Keep up the good work, all the developers I know who are clear thinking know that open source engineers need to make a living too. Thanks for your work.
Alpine comes out of the server-rendered-app (Laravel/Rails/Django) and static site context. It's important to recognize that.
To me, Alpine fills a hole in between vanilla JS (or jQuery) and large v-dom frameworks like Vue/React.
I personally think the complexity/overhead of Vue/React/Etc. doesn't justify its value in a lot of cases for me. Often, I'm adding simple interactions to server-rendered pages. Things like dropdowns, modals, dynamic inputs, other reactive doo-dads...

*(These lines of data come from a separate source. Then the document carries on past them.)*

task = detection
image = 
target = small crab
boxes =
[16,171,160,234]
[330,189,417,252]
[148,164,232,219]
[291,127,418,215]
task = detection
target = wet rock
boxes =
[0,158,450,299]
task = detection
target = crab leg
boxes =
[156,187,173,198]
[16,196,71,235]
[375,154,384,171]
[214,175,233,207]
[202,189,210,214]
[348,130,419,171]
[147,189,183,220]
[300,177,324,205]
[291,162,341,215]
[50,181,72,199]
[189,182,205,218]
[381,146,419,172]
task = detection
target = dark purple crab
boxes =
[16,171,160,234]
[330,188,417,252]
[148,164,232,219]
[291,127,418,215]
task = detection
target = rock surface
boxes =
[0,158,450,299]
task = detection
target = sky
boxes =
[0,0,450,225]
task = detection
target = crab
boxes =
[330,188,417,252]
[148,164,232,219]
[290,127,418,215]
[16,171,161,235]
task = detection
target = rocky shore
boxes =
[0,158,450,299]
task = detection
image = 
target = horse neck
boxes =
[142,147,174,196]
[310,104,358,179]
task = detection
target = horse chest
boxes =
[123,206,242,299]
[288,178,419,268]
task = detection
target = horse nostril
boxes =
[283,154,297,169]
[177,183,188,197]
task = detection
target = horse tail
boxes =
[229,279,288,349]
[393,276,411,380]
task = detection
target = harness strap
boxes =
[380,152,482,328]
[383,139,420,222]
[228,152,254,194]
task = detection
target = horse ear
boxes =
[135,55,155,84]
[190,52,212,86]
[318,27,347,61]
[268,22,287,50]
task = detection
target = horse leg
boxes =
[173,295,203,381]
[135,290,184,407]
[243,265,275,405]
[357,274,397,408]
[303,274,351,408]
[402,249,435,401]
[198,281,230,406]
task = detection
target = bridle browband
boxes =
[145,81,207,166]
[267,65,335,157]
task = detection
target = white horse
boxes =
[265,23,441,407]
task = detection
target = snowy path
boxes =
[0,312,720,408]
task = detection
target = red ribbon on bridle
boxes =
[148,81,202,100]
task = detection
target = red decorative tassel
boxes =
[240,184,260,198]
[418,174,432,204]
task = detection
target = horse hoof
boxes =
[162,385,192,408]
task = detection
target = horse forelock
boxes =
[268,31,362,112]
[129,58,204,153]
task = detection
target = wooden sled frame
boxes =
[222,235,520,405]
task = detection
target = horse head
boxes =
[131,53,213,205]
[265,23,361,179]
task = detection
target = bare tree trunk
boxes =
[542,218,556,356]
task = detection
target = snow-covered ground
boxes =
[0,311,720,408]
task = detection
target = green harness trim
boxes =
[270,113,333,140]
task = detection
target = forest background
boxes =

By using something like Alpine, I get to keep the data-driven reactivity and declarative template expressions of VueJs, but without all the overhead. (and without a virtual-dom)
I thought Stimulus would be the framework for me, but I personally felt I was doing too many manual DOM-manipulations and my code felt more imperative than I like.
In my opinion, Alpine is unique in these ways:
- You can use it without maintaining a separate JS file or <script> tag (although you can easily break code out into separate files and such if you need to)
- It doesn't use a virtual-dom at all and uses MutationObserver to react to DOM manipulations from outside JS (something like Turbolinks, third-party libs, or your own hand-written JS). This makes it very resilient. It won't crumble if you touch the real DOM.
- It's lightweight. It's under 5kb g-zipped.
- It has a really nice API for listening for and dispatching native browser Event/CustomEvents rather than using its own event system. This makes it a really powerful tool for interacting with third-party libs.
It's not a tool for everyone. It's not a Vue or React killer. (although it might be a Stimulus killer lol)
If it speaks to you, great. You and I are similar.
If not, understandable too. Different tools for different contexts.
Hey! Cool project, thanks for sharing it with the world!
If I may offer a suggestion, you should perhaps expand on the rationale in the readme to include some of what you say in this comment. I personally find this to be a very interesting library for rapid prototyping, so if you're looking for use cases that's another one for you.